Injector Impedence Q

John Hess JohnH at ixc-comm.net
Fri Feb 14 15:50:21 GMT 1997


The signal you want to send the injectors is a voltage level.  The 
power handling capabilities of the driver will determine how many of 
the injectors you can drive in parallel (As the power handling 
capacity goes down, the voltage delivered will go down for a 
commensurate current drain).  Many injection systems now on the market 
drive 4 injectors in parallel (note that series connection will drop 
the voltage across the injectors).  The impedance of this connection 
is not all that important.  Consider it a "fan out" problem rather 
than an impedance matching problem.


----------
From:  DemonTSi at aol.com[SMTP:DemonTSi at aol.com]
Sent:  Thursday, February 13, 1997 3:10 PM
To:  diy_efi at coulomb.eng.ohio-state.edu
Subject:  Re: Injector Impedence Q

In a message dated 97-02-13 12:18:32 EST, you write:

<<   Well- not really.
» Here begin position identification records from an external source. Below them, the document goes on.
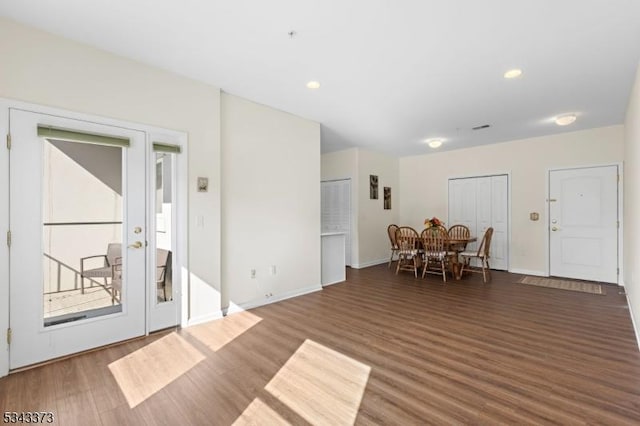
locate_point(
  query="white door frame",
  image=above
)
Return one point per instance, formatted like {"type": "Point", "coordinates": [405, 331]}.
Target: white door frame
{"type": "Point", "coordinates": [509, 189]}
{"type": "Point", "coordinates": [620, 216]}
{"type": "Point", "coordinates": [181, 259]}
{"type": "Point", "coordinates": [162, 313]}
{"type": "Point", "coordinates": [4, 249]}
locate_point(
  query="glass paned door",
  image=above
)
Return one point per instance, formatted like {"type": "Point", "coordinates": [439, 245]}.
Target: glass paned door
{"type": "Point", "coordinates": [78, 220]}
{"type": "Point", "coordinates": [164, 231]}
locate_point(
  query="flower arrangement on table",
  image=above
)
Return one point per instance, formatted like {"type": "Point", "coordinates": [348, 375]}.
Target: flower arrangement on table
{"type": "Point", "coordinates": [434, 221]}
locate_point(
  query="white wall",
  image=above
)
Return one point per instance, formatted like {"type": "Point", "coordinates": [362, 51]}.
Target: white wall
{"type": "Point", "coordinates": [370, 242]}
{"type": "Point", "coordinates": [270, 203]}
{"type": "Point", "coordinates": [632, 203]}
{"type": "Point", "coordinates": [423, 182]}
{"type": "Point", "coordinates": [44, 69]}
{"type": "Point", "coordinates": [373, 220]}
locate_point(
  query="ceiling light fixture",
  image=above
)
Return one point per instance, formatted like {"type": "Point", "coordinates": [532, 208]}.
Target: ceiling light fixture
{"type": "Point", "coordinates": [565, 120]}
{"type": "Point", "coordinates": [434, 143]}
{"type": "Point", "coordinates": [514, 73]}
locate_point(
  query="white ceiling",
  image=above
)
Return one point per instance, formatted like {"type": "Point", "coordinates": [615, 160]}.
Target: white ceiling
{"type": "Point", "coordinates": [393, 73]}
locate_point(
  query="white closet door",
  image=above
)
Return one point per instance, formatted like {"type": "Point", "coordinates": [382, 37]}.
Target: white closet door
{"type": "Point", "coordinates": [480, 203]}
{"type": "Point", "coordinates": [499, 221]}
{"type": "Point", "coordinates": [462, 204]}
{"type": "Point", "coordinates": [484, 205]}
{"type": "Point", "coordinates": [336, 211]}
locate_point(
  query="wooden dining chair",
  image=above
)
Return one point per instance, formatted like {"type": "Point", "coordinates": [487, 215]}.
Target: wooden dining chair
{"type": "Point", "coordinates": [457, 232]}
{"type": "Point", "coordinates": [391, 231]}
{"type": "Point", "coordinates": [407, 239]}
{"type": "Point", "coordinates": [482, 255]}
{"type": "Point", "coordinates": [434, 241]}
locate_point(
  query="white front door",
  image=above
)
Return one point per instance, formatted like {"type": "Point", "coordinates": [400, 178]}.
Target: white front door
{"type": "Point", "coordinates": [77, 190]}
{"type": "Point", "coordinates": [583, 223]}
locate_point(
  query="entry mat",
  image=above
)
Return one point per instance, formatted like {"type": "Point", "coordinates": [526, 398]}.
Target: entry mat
{"type": "Point", "coordinates": [581, 286]}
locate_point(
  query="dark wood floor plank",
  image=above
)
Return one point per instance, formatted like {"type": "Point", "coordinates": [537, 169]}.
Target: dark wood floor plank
{"type": "Point", "coordinates": [464, 352]}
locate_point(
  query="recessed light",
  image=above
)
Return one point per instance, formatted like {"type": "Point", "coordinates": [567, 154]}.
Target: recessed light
{"type": "Point", "coordinates": [565, 120]}
{"type": "Point", "coordinates": [434, 143]}
{"type": "Point", "coordinates": [514, 73]}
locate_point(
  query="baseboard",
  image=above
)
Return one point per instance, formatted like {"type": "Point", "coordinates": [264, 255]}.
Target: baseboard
{"type": "Point", "coordinates": [371, 263]}
{"type": "Point", "coordinates": [633, 320]}
{"type": "Point", "coordinates": [234, 308]}
{"type": "Point", "coordinates": [528, 272]}
{"type": "Point", "coordinates": [204, 318]}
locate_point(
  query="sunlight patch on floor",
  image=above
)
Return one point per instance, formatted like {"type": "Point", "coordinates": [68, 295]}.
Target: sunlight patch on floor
{"type": "Point", "coordinates": [321, 385]}
{"type": "Point", "coordinates": [149, 369]}
{"type": "Point", "coordinates": [258, 413]}
{"type": "Point", "coordinates": [216, 334]}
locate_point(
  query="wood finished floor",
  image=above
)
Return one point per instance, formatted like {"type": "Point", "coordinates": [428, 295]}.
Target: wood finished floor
{"type": "Point", "coordinates": [463, 352]}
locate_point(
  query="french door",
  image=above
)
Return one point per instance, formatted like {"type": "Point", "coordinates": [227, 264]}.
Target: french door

If you connect 2 parallel legs, each leg with 2 
series

   injectors you'll have a total impedance similar to a single 
injector. But
the
   voltage across each injector will only be half of the total supply
voltage, ie
   you'll be running them at only 6 volts each, which is to say that 
the
current
   available to each one will be only about half what they were 
designed to
   operate with; not good... >>

Oh yeah..I forgot to mention that I was talking to Tim Drury about 
that
problem also. I wondered about the possiblity of stepping up the 
voltage
somehow...perhaps with a sort of amplifier...?
I was thinking about the whole set up like an audio system...where you 
take
the signal from the ECU that tells the original inj when and how long 
to
fire..and then basically "amplify" that signal by four so that each of 
the
four new inj will get the exact same signal os the original one.